Benjamin Ferré, lui, dispose déjà d’un partenaire principal – “une entreprise familiale centenaire” qui sera annoncée fin mai – et cherche des co-sponsors pour un budget total de 1,5 million d’euros. Blablacar a un temps été intéressé avant de jeter l’éponge à cause de la crise en Ukraine, une partie de son activité étant en Europe de l’Est. “Avec le Covid et surtout la guerre en Ukraine, nous savons que ce type de budget est le premier coupé par les entreprises, ce qui ne facilite pas nos recherches”, commente d’ailleurs Conrad Colman qui se dit “inquiet”, lui qui espère réunir 1 million d’euros par an jusqu’au Vendée Globe. Ollie Heer, ancien boat captain d’Alex Thomson, vise quant à lui un budget de 4,5 millions d’euros jusqu’en 2025 et cible en priorité des entreprises suisses. L’Anglais James Harayda propose un ticket d’entrée à 500 000 euros pour un sponsor titre, Sébastien Marsset, qui cherche environ 550 000 euros annuels, souhaite réunir des sponsors au sein d’un club d’entreprises, Cap Agir Ensemble.
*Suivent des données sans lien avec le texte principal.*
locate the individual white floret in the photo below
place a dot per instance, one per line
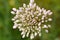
(50, 19)
(14, 9)
(12, 12)
(31, 1)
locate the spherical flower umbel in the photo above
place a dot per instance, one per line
(30, 19)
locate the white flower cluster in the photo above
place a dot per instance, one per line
(29, 19)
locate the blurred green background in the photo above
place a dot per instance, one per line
(8, 33)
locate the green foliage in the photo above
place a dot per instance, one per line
(8, 33)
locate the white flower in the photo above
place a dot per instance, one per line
(29, 19)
Compte tenu du nombre de candidats au Vendée Globe, cette quête de partenaires se heurte parfois à un obstacle de taille, celui de n’avoir à ce jour pas la garantie d’être au départ dans deux ans et demi, si le nombre de projets dépasse la limite des 40 fixée par la SAEM Vendée. “C’est un challenge stressant et difficile à expliquer”, concède Ollie Heer. Chez Freelance.com, partenaire de Guirec Soudée, Claude Tempe veut le voir comme une opportunité : “Il faut essayer, y croire et être motivé jusqu’au bout. C’est l’état d’esprit constant d’un entrepreneur et d’un marin de se battre en sachant que rien n’est gagné.”